A Genève, Pierre Maudet "prend acte" de l'annonce. Le conseiller d'Etat en charge de l'économie "souhaite que l'opération assure "la pérennité du titre et garantisse la diversité du paysage médiatique" en Suisse.

Au sujet du siège du "Temps", dont on ne sait pas encore s'il restera à Genève ou sera déplacé à Lausanne, base de Ringier Romandie, Pascal Broulis estime que "ce n'est pas ça l'enjeu. Nous n'avons d'ailleurs pas abordé la question avec les autorités genevoises, cela aurait été malvenu."

Les réactions en Suisse romande

La rédaction du "Temps" doit "être conservée sous sa forme actuelle", plaide vendredi le vice-président de l'association de journalistes impressum Christian Campiche. Sinon, le journal n'aura plus les moyens de justifier son titre de "quotidien de qualité".

"Il n'y a pas de miracles. Le Temps se donne les moyens de faire des enquêtes et des reportages. Et cela n'est possible qu'avec des effectifs suffisants", souligne-t-il.

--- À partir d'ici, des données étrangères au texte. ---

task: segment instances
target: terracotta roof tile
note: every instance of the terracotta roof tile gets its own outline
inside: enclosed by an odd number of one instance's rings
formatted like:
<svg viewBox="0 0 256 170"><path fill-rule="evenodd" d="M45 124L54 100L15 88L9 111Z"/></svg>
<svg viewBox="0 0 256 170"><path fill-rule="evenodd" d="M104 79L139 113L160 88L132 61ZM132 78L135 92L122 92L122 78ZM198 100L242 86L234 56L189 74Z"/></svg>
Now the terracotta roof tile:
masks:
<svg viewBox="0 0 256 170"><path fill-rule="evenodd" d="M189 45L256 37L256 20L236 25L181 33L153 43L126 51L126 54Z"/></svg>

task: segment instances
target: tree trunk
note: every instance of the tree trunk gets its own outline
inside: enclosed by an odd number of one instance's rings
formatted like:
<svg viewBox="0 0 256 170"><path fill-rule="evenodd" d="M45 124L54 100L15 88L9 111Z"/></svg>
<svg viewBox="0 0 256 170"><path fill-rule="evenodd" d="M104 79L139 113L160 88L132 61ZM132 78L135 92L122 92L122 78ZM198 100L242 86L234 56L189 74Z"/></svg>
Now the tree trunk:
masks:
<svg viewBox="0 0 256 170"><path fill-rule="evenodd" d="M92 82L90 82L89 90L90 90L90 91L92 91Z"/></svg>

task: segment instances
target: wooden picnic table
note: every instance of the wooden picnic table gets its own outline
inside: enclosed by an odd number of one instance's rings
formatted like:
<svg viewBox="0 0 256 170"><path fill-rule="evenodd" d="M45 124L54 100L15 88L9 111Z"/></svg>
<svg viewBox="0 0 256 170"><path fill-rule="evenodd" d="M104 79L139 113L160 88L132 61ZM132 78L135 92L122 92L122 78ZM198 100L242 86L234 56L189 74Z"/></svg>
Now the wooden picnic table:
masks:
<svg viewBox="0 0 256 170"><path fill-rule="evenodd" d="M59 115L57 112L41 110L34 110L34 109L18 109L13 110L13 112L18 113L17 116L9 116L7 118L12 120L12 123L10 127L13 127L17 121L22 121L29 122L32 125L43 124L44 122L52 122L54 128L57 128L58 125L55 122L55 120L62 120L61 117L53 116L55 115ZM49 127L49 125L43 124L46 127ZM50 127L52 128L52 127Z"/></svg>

La Société des rédacteurs et du personnel du Temps salue elle l’annonce de ce rachat par Ringier, "qui témoigne ainsi de son attachement au titre et de sa confiance en son avenir".

"Le personnel attend donc aujourd’hui des investissements conséquents pour pouvoir assurer le développement du journal, dans le domaine numérique comme dans le papier", précise le communiqué du personnel.

Le Cercle des Amis du Temps a de son côté regretté que son offre de rachat ait été écartée. Il s'est néanmoins dit prêt à collaborer avec Ringier. Et d'attendre "désormais avec intérêt le projet éditorial et digital conçu par le nouveau propriétaire".

Du côté des éditeurs, le rachat du Temps par Ringier constitue la meilleure solution pour le journal, a estimé vendredi le président de l'association Médias Suisses.

Ringier et Tamedia en bref

Actif dans le monde entier (Europe, Afrique, Asie), Ringier édite notamment le Blick, L'Hebdo, L'Illustré ou TV8 en Suisse.

De son côté, Tamedia détient notamment Le Matin, La Tribune de Genève, 24 heures, 20 minutes, le Tages-Anzeiger et Der Bund.